Um recente estudo conduzido pela Servmar para a Fundação da Bacia Hidrográfica do Alto Tietê mostrou que as águas subterrâneas são o quarto principal manancial de água para a região metropolitana de São Paulo, fornecendo mais de 10 m3/s. Entretanto, o mesmo estudo apontou que, em algumas áreas, a bacia já mostra sinais de exaustão, devido à grande densidade de poços que estão retirando elevada quantidade de água, como são os casos na região do ABC, centro-norte de São Paulo e Guarulhos, além de haver forte risco de contaminação em regiões como a do Jurubatuba, regiões da zona leste e o ABCD.

Há soluções até mesmo para uma região industrial como a de Jurubatuba, na zona sul de São Paulo, onde ocorre uma contaminação da água subterrânea das mais expressivas do mundo. Lá, a Servmar realizou um estudo para o DAEE que reordenou áreas de restrição de uso de água subterrânea, permitindo que, em certas áreas, onde havia proibição, o uso da água pudesse ser liberado sob condições específicas e de maneira controlada.

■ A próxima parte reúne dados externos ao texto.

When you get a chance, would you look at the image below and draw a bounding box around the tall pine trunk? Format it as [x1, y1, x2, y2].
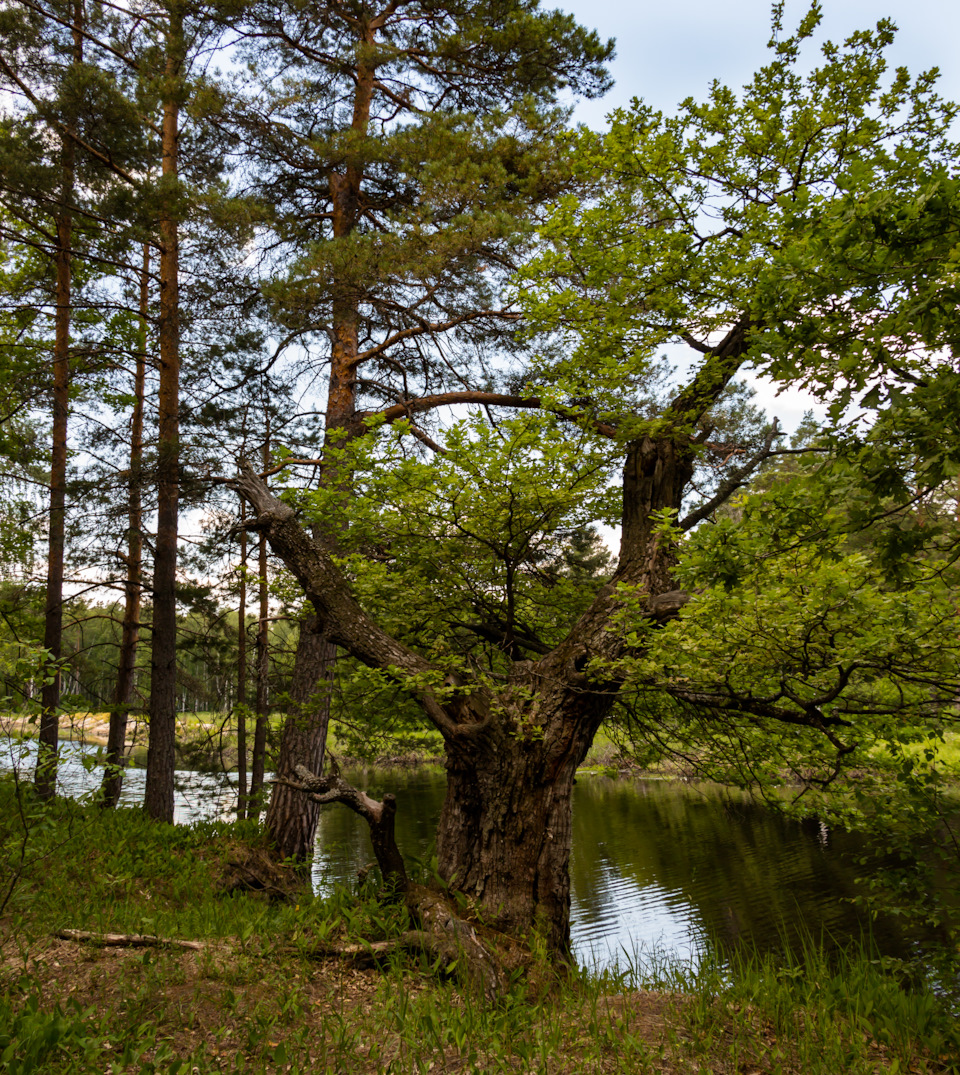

Ampliar o uso do Aquífero Guarani?

“O Aquífero Guarani, um dos principais do país, está muito longe da cidade de São Paulo para se aduzir água a um custo razoável, mas poderia ser usado para abastecer cidades que dependem do Sistema Cantareira, tais como Piracicada, Americana, Nova Odessa e Sumaré. Isso aliviaria o Sistema Cantareira e liberaria mais água para São Paulo.”

Cabe alertar que a utilização dos recursos hídricos de águas profundas – não renováveis – é um tema que tem sido debatido entre os especialistas. “Há escolas que defendem o uso do aquífero Guaraní como um recurso estratégico, que deveria ser reservado e aproveitado sob condições específicas, levando-se em conta a água como uma riqueza futura. Isto porque, com exceção das áreas de afloramento do aquífero Guarani, a recarga do aquífero não ocorre nas imediações de Ribeirão Preto e Botucatu, pelo fato de ser um aquífero confinado. Portanto, esta reserva não é renovável, na escala de tempo humana, o que requer cuidado”, explica o hidrogeólogo da Servmar.

O aquífero Guaraní já vem sofrendo o impacto de explorações que têm levado a um expressivo rebaixamento das reservas. Há regiões do interior, como o município de Barretos, no qual foram observados rebaixamentos de cerca de 100 metros de profundidade no nível d’água em poços de abastecimento público no aquífero Guarani. “Mesmo após terem sido observados estes níveis de rebaixamento, na última década foram concedidas licenças, no município, para irrigação em fazendas de produção de laranja e cana de açúcar”, observa ele.

Na avaliação do hidrogeólogo da Servmar, o aquífero Guarani poderia justamente ser protegido e utilizado prioritariamente para o abastecimento público, podendo ser acionado principalmente nos momentos de escassez de água.